Since last October the sun has developed one of the highest secondary peaks ever measured, if not the highest. The secondary peak will probably go up again next month. No solar physicist saw it coming. Are sunspots fading away, or coming back? At this point, nobody knows for sure what is going on or how it will affect climate change.

Another new solar sunspot record peak of 73.2 was set for Cycle 24 last month. It smashed the old 68.9 record peak set the previous month. In a big surprise, it’s over six spots higher than the first sunspot peak set in early 2012 and will probably go up. A secondary peak that much above the first is almost unheard of.

The new sunspot peak is unusual for two conflicting reasons:

  1. The secondary peak is higher than the first
  2. Current physics suggests the solar cycle should be weakening

Conflicting signals coming from the sun muddles how it might affect earth’s future climate. A more active sun will have a warming effect. A less active sun, predicted by most solar physicists, will have a cooling effect.

The sun hasn’t decided what it wants to do yet.

The Royal Observatory of Belgium’s Solar Information Data Center (SIDC) released the official sunspot number for March on April 1st. March averaged 92.2 spots/day. It’s down over 10 spots/day from 102.8 in February.

The reason Cycle 24 set another record high peak is because the official peak is a calculated 13-month average and sunspot activity has been higher for the last six months. 13-month averaging smoothes out wildly fluctuating monthly numbers.

Sunspot activity linked to earth climate

A new research paper published last month in India’s International Journal of Scientific Research (IJSR) found an inverse relationship between solar sunspot activity and cosmic ray intensity. The fewer sunspots there are, the more cosmic rays reach earth’s surface.

Yearly average count rate of cosmic ray intensity is well correlated with yearly mean of sunspot numbers, solar flare index and coronal index
– IJSR, P.L. Verma et al., March 2014

This is an important result because cosmic rays are suspected triggers of cloud formation. The more cosmic rays there are the more clouds are formed. More cloud cover has a cooling effect on earth.

The CLOUD experiment at CERN is searching for a suspected connection between ionizing radiation (cosmic rays) and cloud formation. Though the suspected link has not yet been found, promising early results connect sulfuric acid aerosols to cloud formation.

CERN, which straddles the Swiss-French border, is the world’s largest particle accelerator where the famous Higgs-Boson particle was discovered.

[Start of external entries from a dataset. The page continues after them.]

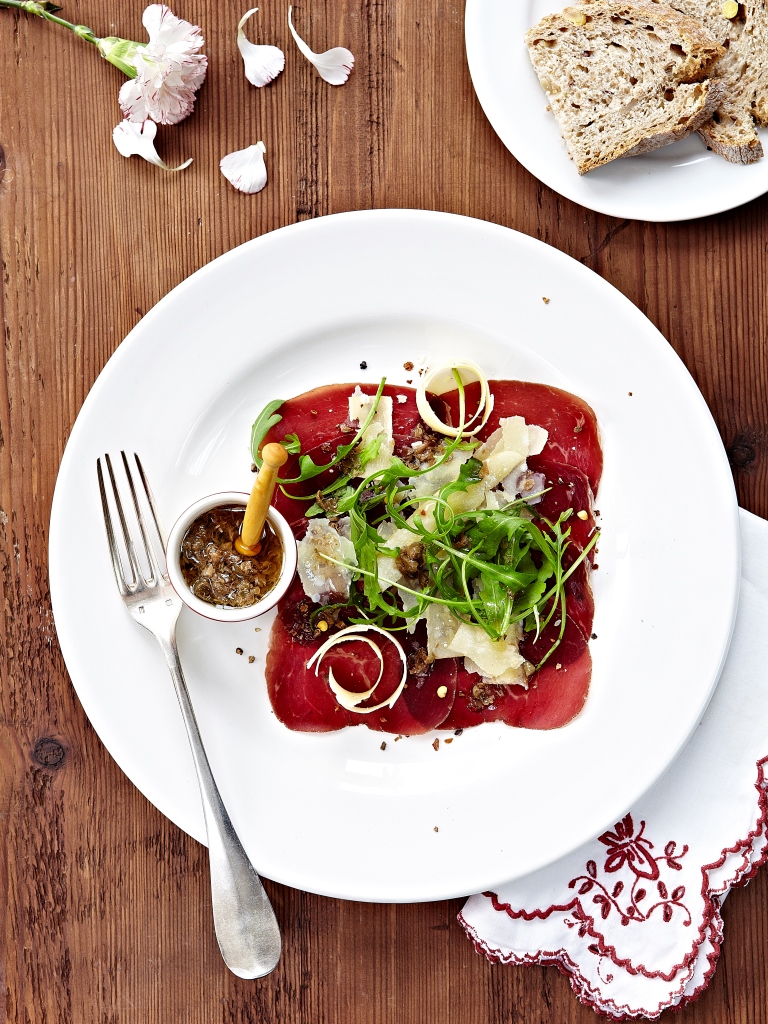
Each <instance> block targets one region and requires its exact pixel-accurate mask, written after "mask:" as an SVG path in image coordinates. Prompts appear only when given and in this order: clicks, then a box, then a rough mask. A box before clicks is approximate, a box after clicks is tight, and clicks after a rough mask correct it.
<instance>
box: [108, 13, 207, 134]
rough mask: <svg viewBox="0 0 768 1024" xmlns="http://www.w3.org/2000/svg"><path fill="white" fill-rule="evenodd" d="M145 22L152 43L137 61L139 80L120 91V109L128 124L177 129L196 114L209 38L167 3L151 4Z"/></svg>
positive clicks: (135, 60)
mask: <svg viewBox="0 0 768 1024" xmlns="http://www.w3.org/2000/svg"><path fill="white" fill-rule="evenodd" d="M141 20H142V23H143V26H144V28H145V29H146V32H147V34H148V36H150V42H148V43H147V44H146V45H145V46H141V47H139V49H138V50H137V51H136V53H135V54H134V56H133V58H132V60H133V63H134V65H135V68H136V77H135V78H134V79H130V80H129V81H128V82H126V83H125V85H124V86H123V87H122V88H121V90H120V106H121V108H122V111H123V114H124V115H125V118H126V120H128V121H133V122H144V121H146V120H147V119H152V120H153V121H156V122H158V124H162V125H175V124H176V123H177V122H178V121H182V120H183V119H184V118H185V117H187V116H188V115H189V114H191V112H193V108H194V106H195V94H196V92H197V91H198V89H199V88H200V87H201V85H202V84H203V81H204V79H205V77H206V71H207V69H208V57H206V55H205V54H204V53H199V52H198V50H200V48H201V47H202V46H203V45H204V43H205V40H204V39H203V37H202V35H201V34H200V29H199V28H198V26H197V25H190V24H189V22H183V20H182V19H181V18H179V17H176V15H175V14H172V13H171V11H170V9H169V8H168V7H166V6H165V4H152V5H151V6H150V7H147V8H146V10H145V11H144V13H143V17H142V18H141Z"/></svg>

During the 11-year sunspot cycle solar variability doesn’t stay long enough in one condition to have a measurable effect on earth’s climate. The IPCC doesn’t account for it in climate modeling.

The sunspot cycle is a highly variable feature of the sun. Sometimes it gets weak or disappears entirely; as happened during a 75-year period called the Maunder Minimum when it got so cold it was named the Little Ice Age.

Prolonged inactivity reduces the solar wind allowing ionizing radiations, like cosmic rays, penetration to the earth’s surface. That or related processes will potentially cool the planet.

Is the next Maunder Minimum at hand?

Three key pieces of evidence from a 2011 solar physics meeting suggest the sun is slipping into another prolonged period of solar inactivity:

  1. The solar jet stream for Cycle 25 is delayed
  2. Solar magnetic field strength is weakening
  3. Weakening of the poleward surge in coronal magnetism

Put all together, these three diverse results convinced most solar physicists in 2011 that Cycle 25 may be the weakest since the Maunder Minimum of the 1600s.

The current solar cycle, Cycle 24, is already the weakest in 100 years even with the resurgence of sunspot activity over the last six months.